Predicate Register are part of the 8192 Regs of a mp or not


I’m wondering wether the predicate registers needed for e.g. if statements are taken from the standard 8192 available registers per multiprocessor? Or are there a special set of predicate registers?
If they are taken, a lot of if clauses spoil my register usage und has anyone managed to use only one predicate register for all if clauses?


Yes and no

  • G80 has four predicate “condition code” registers per thread. These are separate from the normal ones.
  • If you run out of these four (for some reason, for example nested conditions), normal registers are used (by juggling the contents between cc and normal registers)


So you say that there are 768*4 extra predicate registers!

If I have a problem with occupancy, predicate registers are not utilized?

AFAIK, register files do not support indexing or addressing, so its hard to coalesce them to regular registers, even by the driver. A predicate register is a single bit, so this doesn’t provide a lot of extra storage either.
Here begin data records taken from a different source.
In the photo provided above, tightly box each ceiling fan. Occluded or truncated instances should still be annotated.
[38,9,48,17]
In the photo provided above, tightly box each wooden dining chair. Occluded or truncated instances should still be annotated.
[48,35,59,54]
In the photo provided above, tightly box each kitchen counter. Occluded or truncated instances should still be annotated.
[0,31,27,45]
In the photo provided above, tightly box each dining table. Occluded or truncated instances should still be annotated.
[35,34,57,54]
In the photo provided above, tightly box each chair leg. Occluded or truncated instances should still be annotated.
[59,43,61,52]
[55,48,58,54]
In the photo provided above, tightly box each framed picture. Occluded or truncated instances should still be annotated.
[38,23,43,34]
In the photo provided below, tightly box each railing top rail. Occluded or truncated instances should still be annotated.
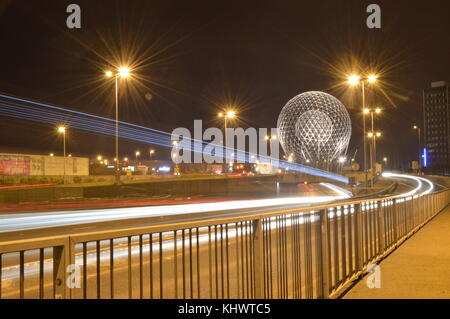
[0,190,450,253]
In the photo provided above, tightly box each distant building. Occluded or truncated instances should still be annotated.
[0,153,89,176]
[423,81,450,171]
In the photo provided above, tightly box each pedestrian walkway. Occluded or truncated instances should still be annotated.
[343,206,450,299]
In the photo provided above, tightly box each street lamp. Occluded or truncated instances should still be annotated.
[58,126,66,184]
[105,67,130,185]
[367,131,381,187]
[218,110,236,171]
[219,111,236,157]
[364,107,381,187]
[135,151,141,163]
[264,135,277,156]
[347,74,378,191]
[413,125,422,172]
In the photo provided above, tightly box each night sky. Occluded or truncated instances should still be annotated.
[0,0,450,166]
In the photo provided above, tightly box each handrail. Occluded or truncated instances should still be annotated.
[0,190,450,299]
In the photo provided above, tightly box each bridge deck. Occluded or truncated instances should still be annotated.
[344,206,450,299]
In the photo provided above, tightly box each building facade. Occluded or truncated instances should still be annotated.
[0,153,89,176]
[423,81,450,171]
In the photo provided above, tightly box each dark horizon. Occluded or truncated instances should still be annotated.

In a program of mine I see $p1 to $p39 in the compiled ptx file . Which in my opinion means, that the if clauses need 39 predicate registers.

So first question:
My program only needs about 40 registers. As said above, 4 predicate come per thread the rest is taken from normal registers. So my kernel would then only use 5 registers (40 -39 + 4 ) for its computations? That cannot be true!

Is there a way to reuse the predicate registers? As the result is never needed again later on!



in ptx there is no re-use of registers, that step is performed in a later stage (conversion to GPU-specific cubin), so you will also see a lot of other registers being used in ptx.

I was wondering, since a predicate register is 1 bit, if it is swapped in place of a register(because we use more then 4) does it use a whole 32-bit register for each or does it use one bit at a time in a single register? (so one register would count for 32 predicates)

Is a predicate swap slow?

Thank you.

IIRC, the compiler stores each predicate in a 16-bit half-registers.

To be able to compact multiple predicates per register, you would need either to use a lot of predicates per thread, or use communication between threads through shared memory.

In the worst case, it just cost a mov between registers, so one instruction. It shouldn’t be significant.

Thank you for your help. I googled that and looked in the docs for an hour or so and could not find the info. I will not be so afraid of over using predicates now (except for watching the register usage) Thanks again.